3 will be afforded little deference.”); Kempton v. Life for Relief & Development Inc., 2019 WL 5188750 (D. Ariz. 2019) (“[A] plaintiff’s choice of forum is entitled to minimal deference if the plaintiff chose the forum to escape an unfavorable ruling in a different court.”). The procedural history of this case, however, does not prove the allegation of judge shopping nearly as conclusively as defendant argues.
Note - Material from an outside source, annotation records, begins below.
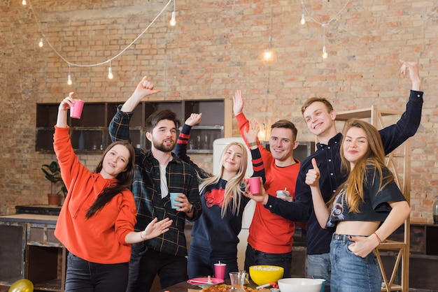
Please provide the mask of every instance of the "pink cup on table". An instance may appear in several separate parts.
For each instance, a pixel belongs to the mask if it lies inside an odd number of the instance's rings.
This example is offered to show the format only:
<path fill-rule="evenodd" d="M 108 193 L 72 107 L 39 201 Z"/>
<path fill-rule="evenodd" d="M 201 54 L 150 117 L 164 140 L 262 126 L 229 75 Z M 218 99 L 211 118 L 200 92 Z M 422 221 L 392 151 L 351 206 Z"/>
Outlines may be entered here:
<path fill-rule="evenodd" d="M 84 102 L 80 99 L 75 99 L 75 103 L 70 107 L 70 117 L 80 119 L 82 110 L 84 108 Z"/>
<path fill-rule="evenodd" d="M 253 177 L 248 179 L 249 191 L 255 195 L 260 194 L 260 177 Z"/>
<path fill-rule="evenodd" d="M 216 279 L 220 279 L 223 280 L 225 277 L 225 270 L 227 269 L 227 264 L 222 263 L 218 263 L 214 264 L 214 277 Z"/>

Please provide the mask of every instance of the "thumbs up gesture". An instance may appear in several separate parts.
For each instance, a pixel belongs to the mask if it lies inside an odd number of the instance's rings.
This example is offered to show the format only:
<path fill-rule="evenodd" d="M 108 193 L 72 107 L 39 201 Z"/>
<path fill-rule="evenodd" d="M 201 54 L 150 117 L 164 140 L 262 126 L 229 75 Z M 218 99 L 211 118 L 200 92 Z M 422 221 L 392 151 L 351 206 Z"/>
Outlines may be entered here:
<path fill-rule="evenodd" d="M 306 184 L 310 187 L 318 187 L 319 178 L 321 174 L 319 172 L 319 168 L 316 165 L 316 160 L 314 158 L 312 159 L 312 166 L 313 169 L 309 169 L 306 175 Z"/>

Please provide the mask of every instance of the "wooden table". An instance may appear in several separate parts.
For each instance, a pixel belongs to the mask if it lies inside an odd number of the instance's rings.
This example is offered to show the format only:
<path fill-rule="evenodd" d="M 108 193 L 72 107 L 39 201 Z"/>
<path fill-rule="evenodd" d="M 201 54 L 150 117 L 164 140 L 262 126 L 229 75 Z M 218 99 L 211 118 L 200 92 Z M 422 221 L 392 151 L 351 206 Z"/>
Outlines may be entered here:
<path fill-rule="evenodd" d="M 225 279 L 225 284 L 226 284 L 227 285 L 230 285 L 231 280 L 229 279 Z M 248 287 L 251 288 L 255 288 L 257 286 L 257 285 L 252 281 L 250 281 L 249 284 L 245 286 L 248 286 Z M 195 286 L 192 285 L 191 284 L 188 284 L 187 282 L 182 282 L 181 283 L 176 284 L 174 286 L 171 286 L 170 287 L 160 290 L 158 292 L 188 292 L 188 289 L 201 291 L 202 290 L 202 288 L 199 287 L 199 286 Z"/>

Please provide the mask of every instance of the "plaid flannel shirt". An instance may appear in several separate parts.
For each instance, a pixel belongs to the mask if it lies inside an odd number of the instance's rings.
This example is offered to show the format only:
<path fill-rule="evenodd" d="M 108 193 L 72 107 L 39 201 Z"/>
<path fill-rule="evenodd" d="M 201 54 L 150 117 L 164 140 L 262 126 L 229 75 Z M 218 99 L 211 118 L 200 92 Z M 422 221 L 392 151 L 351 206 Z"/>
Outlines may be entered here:
<path fill-rule="evenodd" d="M 113 142 L 119 140 L 130 140 L 129 121 L 132 112 L 123 112 L 119 105 L 116 114 L 109 125 L 109 134 Z M 137 207 L 137 224 L 135 230 L 144 230 L 155 218 L 162 220 L 170 218 L 174 221 L 170 230 L 145 244 L 155 251 L 165 254 L 187 256 L 187 244 L 184 235 L 185 220 L 195 221 L 201 215 L 202 206 L 198 189 L 198 181 L 195 169 L 178 159 L 174 159 L 166 167 L 166 178 L 169 191 L 184 194 L 193 205 L 193 217 L 188 218 L 183 212 L 177 212 L 171 207 L 170 196 L 161 197 L 160 164 L 150 151 L 144 152 L 135 149 L 135 172 L 132 186 L 132 194 Z"/>

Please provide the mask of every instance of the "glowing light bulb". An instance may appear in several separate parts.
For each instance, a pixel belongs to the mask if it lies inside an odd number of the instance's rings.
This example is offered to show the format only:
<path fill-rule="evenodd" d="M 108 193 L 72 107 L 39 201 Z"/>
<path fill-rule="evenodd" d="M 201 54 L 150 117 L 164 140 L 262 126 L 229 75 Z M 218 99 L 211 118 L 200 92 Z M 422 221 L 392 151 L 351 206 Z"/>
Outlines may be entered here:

Plaintiffs have identified numerous reasons to bring the litigation in this court. For example, one of the claims is based on Illinois common law. More importantly, defendant is headquartered within this district, meaning that important evidence and many likely witnesses are much more conveniently accessible in this court than in New York. Defendant argues that because no plaintiffs are Illinois residents, their choice of an Illinois forum should be given less deference. This is unpersuasive because none of the plaintiffs are residents of New York, either. Because each plaintiff is from a different state (New Mexico, Virginia, Washington, and Ohio), no forum would prevent significant travel for all plaintiffs. Keeping the litigation in the forum where at least defendant is based is logical and efficient. It is also worth noting that—after plaintiffs’ prior

struggles with the New York District Court’s rigid deadlines—defendant clearly has a strategic reason to want the litigation returned to New York. Plaintiffs’ decision to file here was no more judge shopping than defendant’s transfer motion appears to be. Defendant also argues that New York court has a stronger connection to the litigation. The court is skeptical of this characterization because the retaliation claims preserved by the settlement agreement were not litigated in the New York District Court. That court’s familiarity with the case dealt with the issues that were ultimately settled.